Thursday, July 30, 2009

Reading Lives

Until recently, I wondered why anyone would read nonfiction books when there are all those thrilling novels out there. I adore history and at one point could tell you a good bit about the kings and queens of England and the times they lived in. But that was because I read so much historical fiction, especially a prolific writer named Norah Lofts, whose career spanned a large portion of the 20th century.

I think I've collected almost all her books (at least 50 or so), and they cover every time period of English history--from the Saxon invasion and the occupation by Caesar's troops, through Civil War and Restoration and right on up until current times. Although her stories sprawl across time periods, most of them take place in one small area of England, with characters and families that are interconnected. Once you've read enough of her books, the fragments of English history start falling into a memorable pattern. Now, that's my way to learn facts. Read a suspenseful, thrilling story and have the educational bits slipped in like medicine in a spoonful of sugar!

As a part of research for my fiction writing, I have to dip into nonfiction, of course. I usually consider this a chore. But lately, I've started reading biographies to help me get an insight into people. Maybe I need details on a certain career, or insight into a unique personality, and a biography seems like a good resource. In the past two weeks, I've dipped into several different bios, and I'm surprised to find myself actually zipping through them.

One was called If I Am Missing or Dead, by Jeanine Latus. I picked this one up because I may soon be writing a character who is obsessed with a particular man and will do almost anything to hang onto him. She blinds herself to his abuse and manipulations and rationalizes everything he does. I have trouble understanding the motivations of someone like that, but I need to be sympathetic to her. In real life, both Jeanine Latus and her sister put themselves in that situation not once, but over and over--until sister Amy ended up dead. Latus's book covers their lives and "loves" from childhood until the time of the tragedy in an attempt to understand, and help us understand, what went wrong. It's a sad and disturbing story, but it broadened my knowledge of people who are different from me.

On the other hand, the celebrity bio I'm reading makes me realize that people in different walks of life can be pretty similar under the skin. There And Back Again is an autiobiography by actor Sean Astin, maybe best known for playing Sam in the Lord of the Rings trilogy. Astin is the son of Patty Duke and John Astin (remember Gomez Addams?) and has been acting since childhood, including a major role in The Goonies when he was a kid. What fascinates me about his story is that, even though he was born into a successful show biz family and has been acting professionally and successfully since childhood, the angst and self-doubt he experiences sound incredibly similar to what Kristi and I write on this blog!

Astin is open about his experiences and his feelings, and even though I've only read about a third of the book, it's fascinating to know this "star" agonizes over feeling untalented, or insignificant, or what direction he should take. Just as Kristi and I do, he wonders whether he should do things that are commercial that don't interest him, or follow his art. He'll have a major success, followed by...nothing. Then he'll worry that it's over and he'll never work again.

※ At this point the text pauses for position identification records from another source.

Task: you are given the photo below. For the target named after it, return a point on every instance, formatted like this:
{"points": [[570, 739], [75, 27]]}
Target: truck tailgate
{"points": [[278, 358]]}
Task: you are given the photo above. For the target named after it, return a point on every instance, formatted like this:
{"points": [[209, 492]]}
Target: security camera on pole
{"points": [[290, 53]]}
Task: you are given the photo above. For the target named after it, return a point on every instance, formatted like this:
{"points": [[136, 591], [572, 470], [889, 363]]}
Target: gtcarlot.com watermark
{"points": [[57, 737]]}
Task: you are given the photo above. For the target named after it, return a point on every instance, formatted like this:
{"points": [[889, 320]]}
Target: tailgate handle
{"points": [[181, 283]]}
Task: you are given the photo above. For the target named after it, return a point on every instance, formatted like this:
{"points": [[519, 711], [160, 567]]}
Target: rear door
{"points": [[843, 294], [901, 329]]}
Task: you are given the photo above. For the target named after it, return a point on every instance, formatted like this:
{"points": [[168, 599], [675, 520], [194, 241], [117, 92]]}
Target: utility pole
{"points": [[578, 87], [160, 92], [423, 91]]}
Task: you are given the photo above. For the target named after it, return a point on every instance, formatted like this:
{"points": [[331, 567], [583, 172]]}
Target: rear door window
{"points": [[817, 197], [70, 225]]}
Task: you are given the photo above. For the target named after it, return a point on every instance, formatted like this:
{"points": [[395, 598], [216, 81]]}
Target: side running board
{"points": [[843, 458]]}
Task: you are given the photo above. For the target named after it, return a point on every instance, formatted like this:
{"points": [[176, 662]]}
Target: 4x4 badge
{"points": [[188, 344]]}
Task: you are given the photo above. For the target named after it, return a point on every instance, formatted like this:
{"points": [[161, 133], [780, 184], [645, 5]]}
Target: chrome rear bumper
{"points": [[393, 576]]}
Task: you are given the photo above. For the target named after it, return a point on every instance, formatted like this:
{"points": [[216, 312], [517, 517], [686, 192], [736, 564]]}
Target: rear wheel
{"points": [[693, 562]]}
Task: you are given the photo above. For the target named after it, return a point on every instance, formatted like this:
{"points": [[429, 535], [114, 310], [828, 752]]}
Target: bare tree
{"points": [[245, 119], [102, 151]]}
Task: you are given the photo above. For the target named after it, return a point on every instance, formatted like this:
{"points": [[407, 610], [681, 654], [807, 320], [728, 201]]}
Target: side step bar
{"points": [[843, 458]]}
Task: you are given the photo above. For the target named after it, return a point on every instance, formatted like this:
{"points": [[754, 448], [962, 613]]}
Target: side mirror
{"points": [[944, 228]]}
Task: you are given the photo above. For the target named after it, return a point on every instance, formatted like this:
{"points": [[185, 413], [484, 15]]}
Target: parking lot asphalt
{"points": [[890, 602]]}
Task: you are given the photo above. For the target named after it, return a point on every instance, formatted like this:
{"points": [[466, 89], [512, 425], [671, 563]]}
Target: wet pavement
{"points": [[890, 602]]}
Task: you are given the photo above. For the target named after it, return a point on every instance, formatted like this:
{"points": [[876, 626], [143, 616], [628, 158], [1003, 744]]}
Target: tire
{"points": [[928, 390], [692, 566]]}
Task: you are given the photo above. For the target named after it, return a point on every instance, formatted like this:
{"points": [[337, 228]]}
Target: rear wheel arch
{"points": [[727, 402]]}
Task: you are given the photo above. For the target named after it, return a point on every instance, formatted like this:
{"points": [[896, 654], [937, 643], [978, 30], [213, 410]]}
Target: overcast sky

He knows there are games and strategies to be played to get ahead in Hollywood, but doesn't really know how to go about them. He knows that ultimately he wants to be a filmmaker and director, but has trouble staying on goal, or figuring out whether taking certain jobs will help or hinder him in his direction.

And just like me, he gets distracted from his goals. I had to laugh when he confessed that, in the middle of his most successful acting phase, he tried to fit in going to college because he felt inadequate without a college degree. I, on the other hand, always take college for granted but feel inadequate because I have no real artistic accomplishments!

People are indeed complex creatures. I'm glad I'm finally catching on so I can enjoy some of these real-life stories.

1 comment:

  1. Sounds like some fascinating reading, Robin! Me, I'm hoping to finish Emma tonight! 1 down, 5 to go!